4 Results and Discussion
Overall, we regard that the outstanding lithium storage properties are attributable to a combination of the following factors. First, the assembly of compact Fe2O3 nanotubes in each Co3O4 host provides synergistic effects between two metal oxides with slightly different redox potentials [22, 23, 24]. This facilitates the electrochemical reactions and guarantees high energy density. Second, the hierarchical multilevel cavities and robust architecture lead to an increase in the electrode/electrolyte contact area and help to accommodate the strain of Li+ insertion/extraction, hence contributing to good cycling stability. Finally, the nanosized subunits facilitate electronic/Li+ transport in the electrode material, ensuring enhanced electrochemical activity. All of the above make the Fe2O3 nanotubes@Co3O4 composite particles a highly promising anode material for LIBs.

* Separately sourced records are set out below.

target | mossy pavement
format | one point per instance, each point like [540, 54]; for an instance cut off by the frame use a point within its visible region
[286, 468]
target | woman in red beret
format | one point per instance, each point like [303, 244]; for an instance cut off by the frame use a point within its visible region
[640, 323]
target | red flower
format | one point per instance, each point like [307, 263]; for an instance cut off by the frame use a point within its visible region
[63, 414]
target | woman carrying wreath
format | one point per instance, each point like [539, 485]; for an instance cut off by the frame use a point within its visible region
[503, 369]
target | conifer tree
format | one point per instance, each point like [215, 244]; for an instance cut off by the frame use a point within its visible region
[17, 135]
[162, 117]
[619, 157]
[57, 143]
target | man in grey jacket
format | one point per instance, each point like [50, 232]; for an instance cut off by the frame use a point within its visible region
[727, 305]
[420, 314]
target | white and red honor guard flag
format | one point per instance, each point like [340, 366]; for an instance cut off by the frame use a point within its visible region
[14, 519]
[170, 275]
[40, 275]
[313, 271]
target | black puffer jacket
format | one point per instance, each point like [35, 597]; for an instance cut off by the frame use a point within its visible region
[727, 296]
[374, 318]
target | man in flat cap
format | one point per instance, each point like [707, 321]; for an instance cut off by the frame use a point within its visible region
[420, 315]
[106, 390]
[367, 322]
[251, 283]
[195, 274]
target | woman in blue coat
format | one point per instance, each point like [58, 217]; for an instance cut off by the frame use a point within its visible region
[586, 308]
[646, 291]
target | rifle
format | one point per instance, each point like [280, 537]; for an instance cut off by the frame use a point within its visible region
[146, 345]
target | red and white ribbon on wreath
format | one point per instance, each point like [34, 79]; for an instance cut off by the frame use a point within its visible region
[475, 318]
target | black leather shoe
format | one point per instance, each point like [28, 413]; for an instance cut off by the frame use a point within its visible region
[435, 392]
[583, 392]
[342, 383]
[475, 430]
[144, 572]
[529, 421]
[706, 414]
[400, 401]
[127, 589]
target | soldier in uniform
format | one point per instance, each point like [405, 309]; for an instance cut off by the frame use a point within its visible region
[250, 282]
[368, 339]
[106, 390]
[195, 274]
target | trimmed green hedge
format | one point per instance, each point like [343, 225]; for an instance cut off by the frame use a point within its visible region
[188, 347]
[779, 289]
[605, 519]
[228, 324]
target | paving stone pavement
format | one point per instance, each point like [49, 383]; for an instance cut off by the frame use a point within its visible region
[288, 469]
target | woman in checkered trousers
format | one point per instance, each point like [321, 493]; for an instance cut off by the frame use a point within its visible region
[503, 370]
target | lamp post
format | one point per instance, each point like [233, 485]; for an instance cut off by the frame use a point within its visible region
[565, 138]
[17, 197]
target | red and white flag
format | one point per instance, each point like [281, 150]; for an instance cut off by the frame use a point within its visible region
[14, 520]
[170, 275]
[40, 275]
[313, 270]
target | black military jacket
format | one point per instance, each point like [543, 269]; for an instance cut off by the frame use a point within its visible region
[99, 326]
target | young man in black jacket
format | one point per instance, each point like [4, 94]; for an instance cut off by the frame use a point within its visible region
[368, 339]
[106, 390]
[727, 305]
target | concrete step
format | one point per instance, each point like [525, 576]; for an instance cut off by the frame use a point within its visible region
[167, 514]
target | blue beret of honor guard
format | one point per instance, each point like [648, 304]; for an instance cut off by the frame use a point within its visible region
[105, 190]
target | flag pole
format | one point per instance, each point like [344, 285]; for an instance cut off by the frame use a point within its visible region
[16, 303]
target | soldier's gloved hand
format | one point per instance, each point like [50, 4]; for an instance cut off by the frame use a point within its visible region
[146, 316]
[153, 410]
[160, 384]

A novel MOF-assisted strategy has been developed to construct a complex hierarchical nanostructure consisting of compact Fe2O3 nanotubes encapsulated in Co3O4 host. The synthesis involves incorporation of MIL-88B nanorods in the ZIF-67 polyhedron host followed by a thermal treatment process in air to convert the MIL-88B nanorods and ZIF-67 polyhedron to Fe2O3 nanotubes and Co3O4 host, respectively. Benefiting from the unique structural and compositional advantages, the as-prepared hierarchical Fe2O3 nanotubes@Co3O4 composite exhibits outstanding electrochemical properties with good rate capability and excellent cycling stability as an anode material for LIBs. Our study sheds new light on the controlled synthesis of complex hollow structures for various energy-related applications.